Lastly, VaR require a
very large data base, and it is time consuming and the computationally
intensive. To handle the calculation and updating, there will be a great demand
on the computer system capability and human resources (HKMA).




Ongoing Development

In the past days, VaR has become a
common risk measure, but its limitation cannot be ignored. In order to solve
and alleviate the above limitation of VaR, we will next propose the latest VaR
measures, Conditional value at risk
(CVaR), and explain whether the relevant measures will overcome the above


Conditional VaR

Since investors lost a
lot of money in the global financial crisis, after that, conditional value at
risk (CVaR) have been adopted.
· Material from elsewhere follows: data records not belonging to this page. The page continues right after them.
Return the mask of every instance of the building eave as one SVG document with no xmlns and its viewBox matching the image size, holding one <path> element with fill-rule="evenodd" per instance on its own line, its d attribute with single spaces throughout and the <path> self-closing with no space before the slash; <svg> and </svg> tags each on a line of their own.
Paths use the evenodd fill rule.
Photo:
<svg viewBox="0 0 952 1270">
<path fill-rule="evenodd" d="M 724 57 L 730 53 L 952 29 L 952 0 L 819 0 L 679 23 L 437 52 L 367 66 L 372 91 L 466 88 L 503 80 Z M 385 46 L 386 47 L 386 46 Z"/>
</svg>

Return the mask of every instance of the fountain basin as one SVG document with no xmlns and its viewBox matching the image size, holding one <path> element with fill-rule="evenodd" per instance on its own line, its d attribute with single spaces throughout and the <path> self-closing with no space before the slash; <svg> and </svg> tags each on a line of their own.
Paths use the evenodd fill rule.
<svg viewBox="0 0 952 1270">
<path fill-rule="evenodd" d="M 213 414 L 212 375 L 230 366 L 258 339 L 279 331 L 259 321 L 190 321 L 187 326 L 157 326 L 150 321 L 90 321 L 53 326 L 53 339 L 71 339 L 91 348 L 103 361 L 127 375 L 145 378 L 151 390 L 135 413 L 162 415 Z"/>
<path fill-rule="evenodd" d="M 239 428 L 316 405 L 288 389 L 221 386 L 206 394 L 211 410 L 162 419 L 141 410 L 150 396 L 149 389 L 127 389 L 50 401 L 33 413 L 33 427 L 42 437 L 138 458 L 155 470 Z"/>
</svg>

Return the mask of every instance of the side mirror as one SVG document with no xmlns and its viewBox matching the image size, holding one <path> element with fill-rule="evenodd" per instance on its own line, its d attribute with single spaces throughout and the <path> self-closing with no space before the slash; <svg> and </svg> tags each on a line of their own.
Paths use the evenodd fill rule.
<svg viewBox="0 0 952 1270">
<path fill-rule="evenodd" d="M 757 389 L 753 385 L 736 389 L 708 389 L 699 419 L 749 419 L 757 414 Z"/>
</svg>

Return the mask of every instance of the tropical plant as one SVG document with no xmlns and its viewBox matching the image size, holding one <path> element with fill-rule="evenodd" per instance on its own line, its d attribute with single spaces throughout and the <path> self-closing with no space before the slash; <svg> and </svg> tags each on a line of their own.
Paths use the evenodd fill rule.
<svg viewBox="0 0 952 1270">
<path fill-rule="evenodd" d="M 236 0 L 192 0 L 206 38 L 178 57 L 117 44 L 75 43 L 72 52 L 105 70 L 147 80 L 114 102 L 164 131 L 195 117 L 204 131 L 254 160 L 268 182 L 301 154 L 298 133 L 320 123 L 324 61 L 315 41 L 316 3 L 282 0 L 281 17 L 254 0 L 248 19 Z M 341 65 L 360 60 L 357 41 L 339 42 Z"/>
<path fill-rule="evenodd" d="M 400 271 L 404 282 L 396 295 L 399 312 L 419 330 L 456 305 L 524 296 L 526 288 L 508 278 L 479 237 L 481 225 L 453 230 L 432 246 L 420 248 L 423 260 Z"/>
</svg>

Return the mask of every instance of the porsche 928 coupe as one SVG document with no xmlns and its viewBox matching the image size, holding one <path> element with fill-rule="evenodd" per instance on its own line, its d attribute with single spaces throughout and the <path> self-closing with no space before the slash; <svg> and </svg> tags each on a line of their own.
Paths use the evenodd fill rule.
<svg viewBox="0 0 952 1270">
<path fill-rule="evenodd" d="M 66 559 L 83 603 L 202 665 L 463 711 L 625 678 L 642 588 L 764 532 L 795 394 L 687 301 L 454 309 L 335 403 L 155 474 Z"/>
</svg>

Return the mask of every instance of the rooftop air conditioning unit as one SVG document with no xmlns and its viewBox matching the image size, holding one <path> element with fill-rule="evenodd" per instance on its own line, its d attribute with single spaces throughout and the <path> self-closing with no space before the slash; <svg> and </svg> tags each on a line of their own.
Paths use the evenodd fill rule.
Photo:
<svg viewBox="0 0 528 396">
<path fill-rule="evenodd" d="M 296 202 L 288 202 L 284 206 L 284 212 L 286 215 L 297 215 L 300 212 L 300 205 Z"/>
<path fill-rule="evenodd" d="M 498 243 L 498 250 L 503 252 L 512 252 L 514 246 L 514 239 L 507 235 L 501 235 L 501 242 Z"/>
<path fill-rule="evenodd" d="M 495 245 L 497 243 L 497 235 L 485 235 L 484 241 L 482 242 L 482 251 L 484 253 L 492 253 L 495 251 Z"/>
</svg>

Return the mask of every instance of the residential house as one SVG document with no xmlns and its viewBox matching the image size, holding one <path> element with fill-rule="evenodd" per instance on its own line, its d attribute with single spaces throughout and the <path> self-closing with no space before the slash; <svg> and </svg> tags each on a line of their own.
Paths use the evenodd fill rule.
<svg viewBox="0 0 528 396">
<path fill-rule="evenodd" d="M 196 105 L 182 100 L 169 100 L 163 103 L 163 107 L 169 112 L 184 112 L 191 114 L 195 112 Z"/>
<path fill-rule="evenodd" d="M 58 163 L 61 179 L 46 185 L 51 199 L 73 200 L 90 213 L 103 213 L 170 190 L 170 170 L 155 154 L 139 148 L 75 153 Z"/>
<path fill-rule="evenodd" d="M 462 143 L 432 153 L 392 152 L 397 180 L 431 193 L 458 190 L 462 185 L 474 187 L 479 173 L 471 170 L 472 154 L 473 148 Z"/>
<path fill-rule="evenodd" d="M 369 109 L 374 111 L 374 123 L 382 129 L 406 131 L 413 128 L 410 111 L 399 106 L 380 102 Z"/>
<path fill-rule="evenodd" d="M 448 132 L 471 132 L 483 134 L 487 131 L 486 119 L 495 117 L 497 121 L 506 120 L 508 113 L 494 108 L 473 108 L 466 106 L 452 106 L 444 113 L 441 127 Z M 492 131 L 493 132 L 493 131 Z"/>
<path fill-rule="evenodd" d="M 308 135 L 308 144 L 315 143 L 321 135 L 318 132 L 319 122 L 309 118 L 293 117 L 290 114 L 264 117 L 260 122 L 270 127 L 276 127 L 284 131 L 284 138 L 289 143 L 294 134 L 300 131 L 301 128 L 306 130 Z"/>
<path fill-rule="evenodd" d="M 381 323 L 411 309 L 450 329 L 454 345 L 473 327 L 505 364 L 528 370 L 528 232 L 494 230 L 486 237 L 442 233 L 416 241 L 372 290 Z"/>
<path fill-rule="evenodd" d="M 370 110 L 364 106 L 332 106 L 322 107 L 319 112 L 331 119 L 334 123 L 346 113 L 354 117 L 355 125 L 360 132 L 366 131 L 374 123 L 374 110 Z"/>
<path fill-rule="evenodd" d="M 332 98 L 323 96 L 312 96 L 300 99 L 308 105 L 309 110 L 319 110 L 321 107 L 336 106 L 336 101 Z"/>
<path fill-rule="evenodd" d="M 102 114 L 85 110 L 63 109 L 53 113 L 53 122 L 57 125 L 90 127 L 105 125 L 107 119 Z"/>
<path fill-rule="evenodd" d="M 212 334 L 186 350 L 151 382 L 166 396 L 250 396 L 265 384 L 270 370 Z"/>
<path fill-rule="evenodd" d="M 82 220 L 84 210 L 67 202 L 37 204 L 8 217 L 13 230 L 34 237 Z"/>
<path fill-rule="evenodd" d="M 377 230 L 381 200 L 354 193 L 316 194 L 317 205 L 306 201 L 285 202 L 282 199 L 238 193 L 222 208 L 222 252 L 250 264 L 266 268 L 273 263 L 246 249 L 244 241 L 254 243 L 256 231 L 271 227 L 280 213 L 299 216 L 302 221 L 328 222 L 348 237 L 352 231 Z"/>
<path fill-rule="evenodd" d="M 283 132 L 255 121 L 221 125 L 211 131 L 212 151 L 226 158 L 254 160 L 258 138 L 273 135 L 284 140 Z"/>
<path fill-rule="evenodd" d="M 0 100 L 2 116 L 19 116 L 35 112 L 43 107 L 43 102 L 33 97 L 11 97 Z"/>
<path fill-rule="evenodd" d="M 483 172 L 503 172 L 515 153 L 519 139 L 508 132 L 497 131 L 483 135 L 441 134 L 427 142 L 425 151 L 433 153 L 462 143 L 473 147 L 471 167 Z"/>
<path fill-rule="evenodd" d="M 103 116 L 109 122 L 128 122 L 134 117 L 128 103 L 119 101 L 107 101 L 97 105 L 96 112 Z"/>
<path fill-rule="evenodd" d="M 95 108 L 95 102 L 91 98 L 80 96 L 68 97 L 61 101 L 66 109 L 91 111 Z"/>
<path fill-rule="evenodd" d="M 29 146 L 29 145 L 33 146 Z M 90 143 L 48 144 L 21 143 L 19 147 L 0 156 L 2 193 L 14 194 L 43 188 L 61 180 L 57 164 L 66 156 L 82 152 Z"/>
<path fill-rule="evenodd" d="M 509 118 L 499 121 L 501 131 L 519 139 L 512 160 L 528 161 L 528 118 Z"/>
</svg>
CVaR is also known as “tail VaR” and “expected
tail loss.” CVaR is an extension of VaR, It devised to estimate the risk of
exceeding losses (Lleo, 2010). A CVaR forecast must be greater than a VaR
forecast, which is computed by “taking a weighted average of the VaR
estimate and the expected losses beyond VaR” (Kidd, 2012, p.2).


The connection
between VaR and CVaR are as follows (Lleo, 2010, p.86):


CVaR is better than
VaR, since it quantifies tail risk and the sub additive was demonstrated, and
it can be able to catch the minimum probability loss for an unsymmetrical risk
(Kidd, 2012). Also, it is a nonparametric tool, which highly improve the
accuracy of the risk prediction, and can solve the problem of accuracy of VaR
(Rockafellar & Stanislav, 2000).


However, CVaR also has
its disadvantage, like other risk methods. With the same confidence level,
using VaR is better than the CVaR, since the stability, and unlike CVaR, VaR do
not need to observe many details before the perdition (Yamai and Yoshiba 2002).